After weeks of phone calls, emails, and long nights scouring online postings, you’ve reached the most arduous, delicate, and decisive trail before you get that shiny new job: The interview. Your hair is combed, your business attire is clean and pressed, and your breath smells like you’re channeling the god of wintergreen. It’s a good thing you brought that extra copy of your resume! You did grab it off the kitchen table, right?
Job interviews, much like public speaking and academic exams, are a common source of anxiety for many people, and for fair reasons – your future hinging on the outcome of a 30 minute, closed door conversation with a complete stranger? What reason would someone have not to be intimidated? On top of that, the interviewing process is essentially a contest between you and every other person that got the same call that you did. But here’s the bright side, you did get that call to set up an interview. Which means you’ve already beat-out the 50+ people that didn’t get that call. You’ve passed the elimination round, meaning you’re qualified. Now you just need to prove in person that you’re most qualified.
When you ask around for interviewing advice, someone’s liable to tell you to rehearse. Rehearse? Interviews might be as nerve-racking as public speaking for some people, but you’re not reading from a script or memorizing a speech. Interviews are dynamic and can change course in an instant depending on how you answer (or don’t answer) certain questions. That’s not to say, however, that practice will hurt your chances in there – quite the opposite. But rather than grabbing just anyone and making them uncomfortable as you sit across from them (also looking uncomfortable) as they read from a list of questions you handed them, why not find someone who’s actually done some interviewing in their lives? They can give you a more authentic experience and can change up the routine each time to keep you on your toes. No two interviews will be the same, so why should your mock-interviews?
It may only be a 30 or so minute conversation, but you can learn quite a lot about someone in that time; most importantly, how determined they are to land the job – and by extension, how determined they’ll be to keep it. Along with whatever textbook interview questions you’re sure to be asked, a seasoned interviewer is bond to play mind games with you to test your fragility and try to slip you up: They’ll offer you water, offer a handshake in an odd fashion, or conduct the interview in a restaurant to observe your etiquette. It’s all a test (which is why some of the same people with test-anxiety feel similarly about interviews).

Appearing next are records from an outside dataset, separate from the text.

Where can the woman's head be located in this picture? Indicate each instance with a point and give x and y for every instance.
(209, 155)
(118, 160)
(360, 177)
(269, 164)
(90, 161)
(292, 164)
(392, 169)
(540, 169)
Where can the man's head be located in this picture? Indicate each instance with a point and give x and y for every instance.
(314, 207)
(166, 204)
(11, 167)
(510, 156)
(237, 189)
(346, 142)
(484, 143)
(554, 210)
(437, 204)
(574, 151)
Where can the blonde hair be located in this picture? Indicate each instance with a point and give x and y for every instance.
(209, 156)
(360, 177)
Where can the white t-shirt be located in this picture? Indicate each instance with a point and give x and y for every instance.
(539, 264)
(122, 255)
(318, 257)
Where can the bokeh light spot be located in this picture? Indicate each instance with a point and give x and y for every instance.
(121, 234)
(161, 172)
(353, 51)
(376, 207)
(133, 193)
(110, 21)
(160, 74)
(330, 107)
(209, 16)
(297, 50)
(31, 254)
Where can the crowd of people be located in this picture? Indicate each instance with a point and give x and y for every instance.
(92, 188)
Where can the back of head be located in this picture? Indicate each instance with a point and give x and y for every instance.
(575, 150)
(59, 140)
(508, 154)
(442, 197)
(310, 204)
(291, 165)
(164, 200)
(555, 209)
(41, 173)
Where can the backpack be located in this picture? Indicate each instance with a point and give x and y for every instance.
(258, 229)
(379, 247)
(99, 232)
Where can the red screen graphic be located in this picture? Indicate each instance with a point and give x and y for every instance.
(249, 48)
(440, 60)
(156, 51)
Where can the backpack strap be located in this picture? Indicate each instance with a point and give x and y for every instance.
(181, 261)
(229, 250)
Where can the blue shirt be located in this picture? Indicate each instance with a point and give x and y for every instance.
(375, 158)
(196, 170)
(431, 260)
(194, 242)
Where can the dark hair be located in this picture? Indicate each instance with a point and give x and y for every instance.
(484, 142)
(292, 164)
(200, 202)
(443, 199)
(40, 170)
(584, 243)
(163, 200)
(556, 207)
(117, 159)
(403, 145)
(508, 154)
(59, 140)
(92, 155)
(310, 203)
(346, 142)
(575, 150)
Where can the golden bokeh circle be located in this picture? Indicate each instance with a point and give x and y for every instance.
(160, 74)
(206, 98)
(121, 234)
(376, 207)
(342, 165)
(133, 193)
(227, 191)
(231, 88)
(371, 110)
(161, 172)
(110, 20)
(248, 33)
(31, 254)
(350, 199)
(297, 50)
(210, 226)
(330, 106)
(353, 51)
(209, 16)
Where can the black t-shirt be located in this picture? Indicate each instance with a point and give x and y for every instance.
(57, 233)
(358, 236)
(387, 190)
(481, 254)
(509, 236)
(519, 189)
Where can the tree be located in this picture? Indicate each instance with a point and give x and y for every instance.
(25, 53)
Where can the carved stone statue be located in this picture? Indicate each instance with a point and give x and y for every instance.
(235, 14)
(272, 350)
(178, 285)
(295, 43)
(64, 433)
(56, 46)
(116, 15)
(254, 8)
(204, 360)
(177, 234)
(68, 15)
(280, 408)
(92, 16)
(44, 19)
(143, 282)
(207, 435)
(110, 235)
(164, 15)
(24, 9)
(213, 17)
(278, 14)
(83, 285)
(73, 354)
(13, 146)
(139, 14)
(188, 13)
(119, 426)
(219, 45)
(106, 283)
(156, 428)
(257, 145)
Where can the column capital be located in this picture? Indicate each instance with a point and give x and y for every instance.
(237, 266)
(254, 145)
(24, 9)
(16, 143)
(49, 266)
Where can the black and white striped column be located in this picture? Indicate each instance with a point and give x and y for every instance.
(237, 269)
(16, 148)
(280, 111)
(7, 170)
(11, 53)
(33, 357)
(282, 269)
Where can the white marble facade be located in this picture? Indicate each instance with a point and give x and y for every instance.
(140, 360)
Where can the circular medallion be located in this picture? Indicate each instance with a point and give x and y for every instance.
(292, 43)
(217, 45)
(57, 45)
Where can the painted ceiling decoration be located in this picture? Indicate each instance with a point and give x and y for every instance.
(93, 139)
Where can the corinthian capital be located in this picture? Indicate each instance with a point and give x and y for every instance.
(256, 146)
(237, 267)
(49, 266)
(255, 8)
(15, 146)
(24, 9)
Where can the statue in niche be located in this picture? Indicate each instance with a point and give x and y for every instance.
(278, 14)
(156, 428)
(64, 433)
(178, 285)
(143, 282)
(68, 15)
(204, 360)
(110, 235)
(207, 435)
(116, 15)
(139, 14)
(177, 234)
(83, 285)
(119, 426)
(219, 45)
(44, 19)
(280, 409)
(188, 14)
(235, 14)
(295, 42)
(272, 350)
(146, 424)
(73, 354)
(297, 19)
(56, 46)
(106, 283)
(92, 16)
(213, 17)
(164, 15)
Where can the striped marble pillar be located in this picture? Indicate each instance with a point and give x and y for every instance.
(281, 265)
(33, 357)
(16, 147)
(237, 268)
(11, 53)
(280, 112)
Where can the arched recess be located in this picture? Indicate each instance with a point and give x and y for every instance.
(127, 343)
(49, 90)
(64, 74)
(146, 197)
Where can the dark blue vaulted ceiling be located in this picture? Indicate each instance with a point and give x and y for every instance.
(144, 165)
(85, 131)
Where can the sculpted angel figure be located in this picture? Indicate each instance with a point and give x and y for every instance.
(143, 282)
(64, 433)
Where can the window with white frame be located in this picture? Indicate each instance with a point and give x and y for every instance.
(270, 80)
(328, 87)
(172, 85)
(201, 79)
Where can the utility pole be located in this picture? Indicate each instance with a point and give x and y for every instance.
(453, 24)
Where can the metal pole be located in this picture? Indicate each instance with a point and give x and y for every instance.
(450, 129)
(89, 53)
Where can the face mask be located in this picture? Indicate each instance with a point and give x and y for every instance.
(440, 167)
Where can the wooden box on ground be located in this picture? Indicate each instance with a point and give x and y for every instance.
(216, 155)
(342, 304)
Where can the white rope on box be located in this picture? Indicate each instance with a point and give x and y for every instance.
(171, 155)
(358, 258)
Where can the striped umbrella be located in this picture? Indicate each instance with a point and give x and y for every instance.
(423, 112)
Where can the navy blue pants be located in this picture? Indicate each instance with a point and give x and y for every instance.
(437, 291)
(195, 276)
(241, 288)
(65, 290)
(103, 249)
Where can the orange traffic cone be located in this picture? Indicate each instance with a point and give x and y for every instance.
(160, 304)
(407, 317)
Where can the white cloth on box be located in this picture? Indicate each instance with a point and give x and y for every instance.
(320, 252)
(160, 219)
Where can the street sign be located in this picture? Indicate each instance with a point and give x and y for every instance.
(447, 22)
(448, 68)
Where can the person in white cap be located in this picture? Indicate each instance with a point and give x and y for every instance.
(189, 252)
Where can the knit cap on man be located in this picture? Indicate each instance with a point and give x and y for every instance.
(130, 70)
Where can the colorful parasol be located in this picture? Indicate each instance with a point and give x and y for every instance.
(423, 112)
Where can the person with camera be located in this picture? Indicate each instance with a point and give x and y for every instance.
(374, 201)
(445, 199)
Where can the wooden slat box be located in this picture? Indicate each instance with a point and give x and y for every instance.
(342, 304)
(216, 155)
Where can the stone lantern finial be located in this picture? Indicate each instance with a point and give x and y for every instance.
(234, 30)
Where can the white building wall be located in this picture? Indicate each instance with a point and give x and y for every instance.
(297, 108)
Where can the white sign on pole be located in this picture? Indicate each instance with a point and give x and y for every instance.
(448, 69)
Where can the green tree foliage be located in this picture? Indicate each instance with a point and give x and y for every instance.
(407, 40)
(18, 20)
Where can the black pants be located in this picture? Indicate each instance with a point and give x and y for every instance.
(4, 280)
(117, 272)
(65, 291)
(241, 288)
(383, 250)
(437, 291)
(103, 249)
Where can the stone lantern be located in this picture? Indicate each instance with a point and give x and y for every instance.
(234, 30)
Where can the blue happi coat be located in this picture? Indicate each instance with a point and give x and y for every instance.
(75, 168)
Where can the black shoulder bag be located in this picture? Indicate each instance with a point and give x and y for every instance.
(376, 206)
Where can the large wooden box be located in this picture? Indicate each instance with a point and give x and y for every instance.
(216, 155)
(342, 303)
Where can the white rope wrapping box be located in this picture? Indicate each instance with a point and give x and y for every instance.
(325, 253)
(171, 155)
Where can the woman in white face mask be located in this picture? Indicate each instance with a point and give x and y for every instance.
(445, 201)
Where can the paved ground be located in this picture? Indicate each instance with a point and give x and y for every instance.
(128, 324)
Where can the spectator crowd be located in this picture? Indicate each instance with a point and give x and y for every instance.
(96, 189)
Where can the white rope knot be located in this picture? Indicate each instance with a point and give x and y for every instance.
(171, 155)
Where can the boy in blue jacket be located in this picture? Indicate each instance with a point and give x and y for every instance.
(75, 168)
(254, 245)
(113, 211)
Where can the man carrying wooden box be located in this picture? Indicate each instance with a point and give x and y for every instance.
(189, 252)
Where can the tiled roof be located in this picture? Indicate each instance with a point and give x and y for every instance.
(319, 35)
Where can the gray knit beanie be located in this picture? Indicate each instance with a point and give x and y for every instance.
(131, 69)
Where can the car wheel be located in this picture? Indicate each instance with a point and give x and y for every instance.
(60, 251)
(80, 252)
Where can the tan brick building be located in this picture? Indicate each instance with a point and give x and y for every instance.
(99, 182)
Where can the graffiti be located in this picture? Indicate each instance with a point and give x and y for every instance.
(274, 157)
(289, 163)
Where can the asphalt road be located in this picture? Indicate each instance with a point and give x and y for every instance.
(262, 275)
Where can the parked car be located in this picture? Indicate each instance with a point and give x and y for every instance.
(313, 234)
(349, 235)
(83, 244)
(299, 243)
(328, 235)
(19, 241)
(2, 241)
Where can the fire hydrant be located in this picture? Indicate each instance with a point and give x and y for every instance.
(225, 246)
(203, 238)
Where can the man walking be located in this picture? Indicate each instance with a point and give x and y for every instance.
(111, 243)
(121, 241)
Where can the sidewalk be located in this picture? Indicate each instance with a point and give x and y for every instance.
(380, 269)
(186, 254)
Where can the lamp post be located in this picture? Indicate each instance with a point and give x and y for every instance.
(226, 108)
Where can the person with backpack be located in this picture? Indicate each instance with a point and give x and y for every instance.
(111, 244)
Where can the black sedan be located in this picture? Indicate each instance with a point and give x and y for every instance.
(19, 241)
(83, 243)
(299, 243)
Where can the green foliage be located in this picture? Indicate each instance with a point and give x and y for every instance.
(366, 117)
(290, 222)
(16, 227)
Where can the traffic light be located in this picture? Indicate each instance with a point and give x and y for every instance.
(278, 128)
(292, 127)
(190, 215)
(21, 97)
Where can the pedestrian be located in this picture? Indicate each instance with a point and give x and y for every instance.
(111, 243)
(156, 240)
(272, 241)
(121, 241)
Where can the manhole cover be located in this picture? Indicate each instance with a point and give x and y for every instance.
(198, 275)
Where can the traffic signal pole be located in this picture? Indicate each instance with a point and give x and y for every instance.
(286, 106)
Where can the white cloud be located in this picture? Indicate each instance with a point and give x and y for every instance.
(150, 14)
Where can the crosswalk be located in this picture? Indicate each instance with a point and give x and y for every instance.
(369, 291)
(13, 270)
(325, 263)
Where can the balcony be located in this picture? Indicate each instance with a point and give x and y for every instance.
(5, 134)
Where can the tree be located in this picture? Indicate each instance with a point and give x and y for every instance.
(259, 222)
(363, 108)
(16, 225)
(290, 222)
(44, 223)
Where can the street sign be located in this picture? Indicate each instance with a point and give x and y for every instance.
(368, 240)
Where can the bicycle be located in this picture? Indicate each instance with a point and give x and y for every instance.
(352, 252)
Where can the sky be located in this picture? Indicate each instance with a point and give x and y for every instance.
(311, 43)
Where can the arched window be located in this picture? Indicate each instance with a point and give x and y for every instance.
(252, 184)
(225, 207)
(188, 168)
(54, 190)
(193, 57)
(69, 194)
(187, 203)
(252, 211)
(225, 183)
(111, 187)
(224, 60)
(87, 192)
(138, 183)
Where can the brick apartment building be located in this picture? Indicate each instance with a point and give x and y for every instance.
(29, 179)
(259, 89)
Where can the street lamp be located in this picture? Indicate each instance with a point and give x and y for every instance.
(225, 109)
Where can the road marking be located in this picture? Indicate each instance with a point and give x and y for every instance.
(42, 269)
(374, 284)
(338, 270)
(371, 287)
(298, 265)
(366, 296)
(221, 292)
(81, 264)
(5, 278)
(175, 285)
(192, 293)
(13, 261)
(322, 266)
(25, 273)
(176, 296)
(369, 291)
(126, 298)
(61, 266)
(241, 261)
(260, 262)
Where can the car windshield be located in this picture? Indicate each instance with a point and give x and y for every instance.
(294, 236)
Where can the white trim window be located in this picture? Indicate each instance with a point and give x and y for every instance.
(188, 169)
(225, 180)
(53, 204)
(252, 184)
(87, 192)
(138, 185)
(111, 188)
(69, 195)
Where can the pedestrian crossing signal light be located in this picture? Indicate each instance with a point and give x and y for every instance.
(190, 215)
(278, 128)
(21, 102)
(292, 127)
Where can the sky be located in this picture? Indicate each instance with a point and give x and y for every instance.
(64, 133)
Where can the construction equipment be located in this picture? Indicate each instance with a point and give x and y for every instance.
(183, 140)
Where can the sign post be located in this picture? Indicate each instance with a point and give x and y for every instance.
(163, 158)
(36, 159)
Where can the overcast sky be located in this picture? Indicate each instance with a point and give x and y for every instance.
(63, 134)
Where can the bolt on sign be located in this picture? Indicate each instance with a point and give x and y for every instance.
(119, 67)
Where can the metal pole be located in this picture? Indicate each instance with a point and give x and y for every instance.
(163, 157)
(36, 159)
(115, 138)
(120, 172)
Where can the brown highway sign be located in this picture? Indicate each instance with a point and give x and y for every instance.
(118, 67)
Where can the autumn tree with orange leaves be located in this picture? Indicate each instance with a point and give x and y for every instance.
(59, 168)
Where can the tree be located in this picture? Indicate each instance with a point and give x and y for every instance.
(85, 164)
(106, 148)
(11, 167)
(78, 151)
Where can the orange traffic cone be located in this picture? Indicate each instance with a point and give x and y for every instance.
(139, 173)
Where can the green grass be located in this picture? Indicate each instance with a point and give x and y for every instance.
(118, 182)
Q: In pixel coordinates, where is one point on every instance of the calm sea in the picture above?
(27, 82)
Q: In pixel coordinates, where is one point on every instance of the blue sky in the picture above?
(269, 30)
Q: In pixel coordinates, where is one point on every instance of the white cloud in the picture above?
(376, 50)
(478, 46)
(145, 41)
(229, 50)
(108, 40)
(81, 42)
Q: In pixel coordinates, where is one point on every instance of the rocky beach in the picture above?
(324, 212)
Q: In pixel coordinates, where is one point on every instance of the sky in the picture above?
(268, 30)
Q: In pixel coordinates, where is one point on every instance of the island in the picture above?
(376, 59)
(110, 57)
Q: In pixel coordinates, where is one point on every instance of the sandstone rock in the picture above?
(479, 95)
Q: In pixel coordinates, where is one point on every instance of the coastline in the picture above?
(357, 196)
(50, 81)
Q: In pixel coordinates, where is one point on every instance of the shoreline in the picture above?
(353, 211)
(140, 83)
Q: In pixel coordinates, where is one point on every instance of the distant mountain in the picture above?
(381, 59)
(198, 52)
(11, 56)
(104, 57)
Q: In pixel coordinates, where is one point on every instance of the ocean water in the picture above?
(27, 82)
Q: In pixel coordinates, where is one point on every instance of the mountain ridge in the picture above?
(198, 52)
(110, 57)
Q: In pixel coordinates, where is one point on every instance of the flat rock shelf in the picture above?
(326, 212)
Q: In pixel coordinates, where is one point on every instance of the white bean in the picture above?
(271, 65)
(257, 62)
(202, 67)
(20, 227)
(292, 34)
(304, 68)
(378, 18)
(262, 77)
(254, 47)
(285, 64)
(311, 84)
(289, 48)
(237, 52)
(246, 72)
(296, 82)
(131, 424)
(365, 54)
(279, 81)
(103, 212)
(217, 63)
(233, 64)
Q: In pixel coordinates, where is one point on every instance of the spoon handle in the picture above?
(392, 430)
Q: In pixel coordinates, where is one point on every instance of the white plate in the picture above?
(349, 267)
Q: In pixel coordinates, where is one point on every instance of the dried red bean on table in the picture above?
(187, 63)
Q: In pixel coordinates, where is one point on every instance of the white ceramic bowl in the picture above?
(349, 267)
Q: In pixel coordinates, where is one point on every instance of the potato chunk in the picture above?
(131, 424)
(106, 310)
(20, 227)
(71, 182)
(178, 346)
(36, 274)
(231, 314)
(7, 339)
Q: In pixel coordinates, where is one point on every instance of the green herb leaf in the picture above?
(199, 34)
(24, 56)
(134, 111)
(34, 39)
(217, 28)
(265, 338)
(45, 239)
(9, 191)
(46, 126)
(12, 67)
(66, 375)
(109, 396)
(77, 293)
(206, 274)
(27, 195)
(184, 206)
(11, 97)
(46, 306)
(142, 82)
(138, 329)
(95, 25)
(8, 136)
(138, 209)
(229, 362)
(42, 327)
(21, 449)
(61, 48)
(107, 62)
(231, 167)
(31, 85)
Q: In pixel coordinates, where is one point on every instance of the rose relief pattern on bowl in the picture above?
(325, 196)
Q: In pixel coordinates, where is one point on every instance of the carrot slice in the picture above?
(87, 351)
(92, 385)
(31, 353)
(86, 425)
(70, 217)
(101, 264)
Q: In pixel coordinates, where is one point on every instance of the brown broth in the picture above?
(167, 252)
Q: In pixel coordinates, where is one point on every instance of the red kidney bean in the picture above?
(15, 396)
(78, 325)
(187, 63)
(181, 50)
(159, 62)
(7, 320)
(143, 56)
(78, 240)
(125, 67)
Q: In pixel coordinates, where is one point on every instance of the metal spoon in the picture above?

Here’s what you need to remember: Interviewing for a job is like trying to get a girl or a guy you’re sweet on to go out with you. You cannot appear desperate. Desperation in an interview is a telltale sign of a lack of confidence in yourself and in your capabilities. If you’re unsure of yourself, why should the person interviewing you be sure? What’s more, you want your love interest (in this case, job interest) to have an interest in you and peruse you as you pursue them. This is especially useful to those with more experience and possess more sought-after skills. If the interviewer is sure that they have you, they will begin to look for reasons not to choose you. To that end, you must make yourself as indispensable and interesting as you can.